Like chunk decomposition, it does not help to run with more processors than the number of objects to be iterated over. There is also the matter of the kind of work being done on each object, and whether it is disk-intensive, cpu-intensive, or memory-intensive. It is up to the user to figure out what limits the performance of their script, and use the correct amount of resources, accordingly.

Disk-intensive jobs are limited by the speed of the file system, as above, and extra processors beyond its capability are likely counter-productive. It may require some testing or research (e.g. supercomputer documentation) to find out what the file system is capable of.

If it is cpu-intensive, it’s best to use as many processors as possible and practical.

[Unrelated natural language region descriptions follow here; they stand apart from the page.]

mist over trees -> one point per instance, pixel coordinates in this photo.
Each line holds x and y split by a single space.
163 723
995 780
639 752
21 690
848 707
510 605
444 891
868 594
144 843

For a memory-intensive job, each processor needs to be able to allocate enough memory, which may mean using fewer than the maximum number of tasks per compute node, and increasing the number of nodes. The memory used per processor should be calculated, compared to the memory on each compute node, which dictates how many tasks per node. After that, the number of processors used overall is dictated by the disk system or CPU-intensity of the job.

Domain Decomposition¶

The various types of analysis that utilize domain decomposition use them in different enough ways that they are be discussed separately.

Halo-Finding

Halo finding, along with the merger tree that uses halo finding, operates on the particles in the volume, and is therefore mostly chunk-agnostic. Generally, the biggest concern for halo finding is the amount of memory needed. There is subtle art in estimating the amount of memory needed for halo finding, but a rule of thumb is that the HOP halo finder is the most memory intensive (HaloFinder()), and Friends of Friends (FOFHaloFinder()) being the most memory-conservative. It has been found that parallelHF() needs roughly 1 MB of memory per 5,000 particles, although recent work has improved this and the memory requirement is now smaller than this. But this is a good starting point for beginning to calculate the memory required for halo-finding. For more information, see Halo Finding.

Volume Rendering

The simplest way to think about volume rendering, is that it load-balances over the i/o chunks in the dataset. Each processor is given roughly the same sized volume to operate on. In practice, there are just a few things to keep in mind when doing volume rendering. First, it only uses a power of two number of processors. If the job is run with 100 processors, only 64 of them will actually do anything. Second, the absolute maximum number of processors is the number of chunks. In order to keep work distributed evenly, typically the number of processors should be no greater than one-eighth or one-quarter the number of processors that were used to produce the dataset. For more information, see Volume Rendering: Making 3D Photorealistic Isocontoured Images.